Campaigns can’t plan memes. Instead, the campaigns can merely react to them.

But nearly any attempt on the part of the campaigns to manufacture virality fails. The memorable memes are those that seem to authentically emerge from the bottom up, their very spontaneity serving as evidence of something genuine.

Analyses of memes that examine their specific content at face value often miss that virtually all election-related memes are inherently a critique of the election in general. In a moment where trust and favorability in politics is near an all-time low, the political statements we make about the presidential election increasingly need to account for the absurdity of the process, from the behavior of the campaigns themselves to the mainstream coverage of them. One of the most common narratives about presidential conventions, commercials, and debates is what silly performances they are. We all know that style is as important as substance, that the “winner” of a debate isn’t the one with the strongest logic, and that both candidates are telling such a slanted story that accepting anything uttered as fact is a sure sign of naiveté. Presidential “debates” are rightly mocked as mere recital of many scripted mini-speeches rather than the back-and-forth exchange of ideas the term debate should conjure.

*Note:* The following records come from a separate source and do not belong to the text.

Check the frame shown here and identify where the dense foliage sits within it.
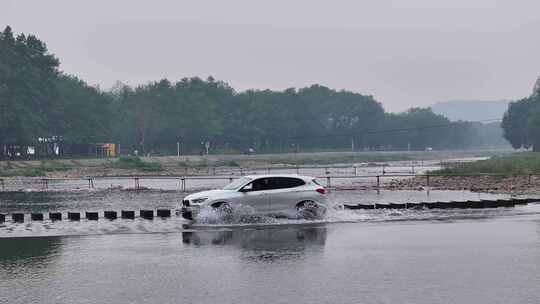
[0,27,504,158]
[502,78,540,152]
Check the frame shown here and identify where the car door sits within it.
[267,177,305,212]
[237,178,270,212]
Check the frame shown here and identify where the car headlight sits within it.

Because of this frustration, many stand ready to find any bit of authenticity, any deviation from the script and scream it to the crowd, hashtag and all.

What is essential here is that what goes viral isn’t what is most accurate but rather the sort of information individuals to want to be a part of — that demonstrates we are in the know and offers us the best opportunities to add our own two cents along the way in comments and likes. Look: I know about the Binders Full of Women Tumblr! I found the funniest Big Bird captioned photo! I have just the best GIF of Biden laughing you’d ever want to see!